Regular expression lead to catastrophic backtracking

A regular expression used in a firewall engine rule resulted in catastrophic backtracking:

(?:(?:\"|'|\]|\}|\\|\d|(?:nan|infinity|true|false|null|undefined|symbol|math)|\`|\-|\+)+[)]*;?((?:\s|-|~|!|{}|\|\||\+)*.*(?:.*=.*)))

Simulated rules run on same nodes as enforced rules

This particular change was to be deployed in “simulate” mode where real customer traffic passes through the rule but nothing is blocked. We use that mode to test the effectiveness of a rule and measure its false positive and false negative rate.
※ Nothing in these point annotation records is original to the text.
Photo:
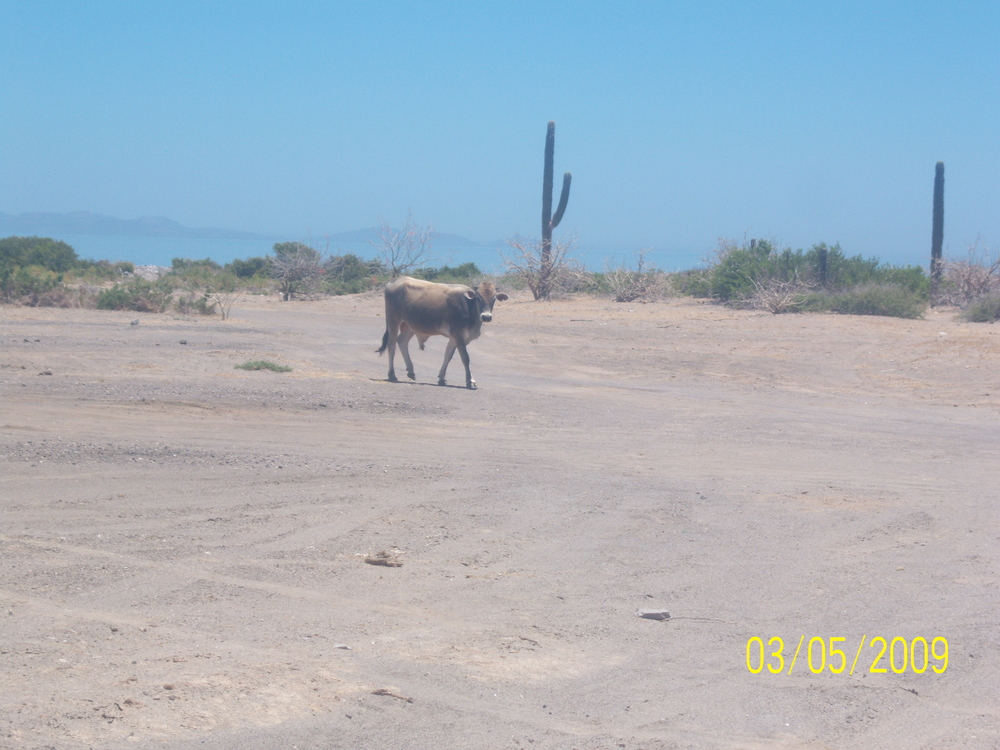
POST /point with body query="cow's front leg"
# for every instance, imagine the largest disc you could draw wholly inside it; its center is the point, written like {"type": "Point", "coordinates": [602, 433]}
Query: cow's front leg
{"type": "Point", "coordinates": [464, 354]}
{"type": "Point", "coordinates": [405, 335]}
{"type": "Point", "coordinates": [448, 354]}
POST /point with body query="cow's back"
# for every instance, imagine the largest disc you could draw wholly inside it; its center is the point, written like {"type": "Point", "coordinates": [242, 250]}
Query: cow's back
{"type": "Point", "coordinates": [426, 306]}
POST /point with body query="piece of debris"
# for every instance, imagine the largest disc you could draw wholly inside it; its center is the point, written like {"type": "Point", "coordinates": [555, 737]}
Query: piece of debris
{"type": "Point", "coordinates": [653, 614]}
{"type": "Point", "coordinates": [383, 558]}
{"type": "Point", "coordinates": [392, 694]}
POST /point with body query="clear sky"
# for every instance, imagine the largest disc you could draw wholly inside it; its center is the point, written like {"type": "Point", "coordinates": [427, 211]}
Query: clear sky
{"type": "Point", "coordinates": [681, 121]}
But even in the simulate mode the rules actually need to execute and in this case the rule contained a regular expression that consumed excessive CPU.

Failure mode prevented access to internal services

But getting to the global WAF [web application firewall] kill was another story. Things stood in our way. We use our own products and with our Access service down we couldn’t authenticate to our internal control panel … And we couldn’t get to other internal services like Jira or the build system.

Security feature disables credentials for infrequent use for an operator interface

[O]nce we were back we’d discover that some members of the team had lost access because of a security feature that disables their credentials if they don’t use the internal control panel frequently

Bypass mechanisms not frequently used

And we couldn’t get to other internal services like Jira or the build system. To get to them we had to use a bypass mechanism that wasn’t frequently used (another thing to drill on after the event). 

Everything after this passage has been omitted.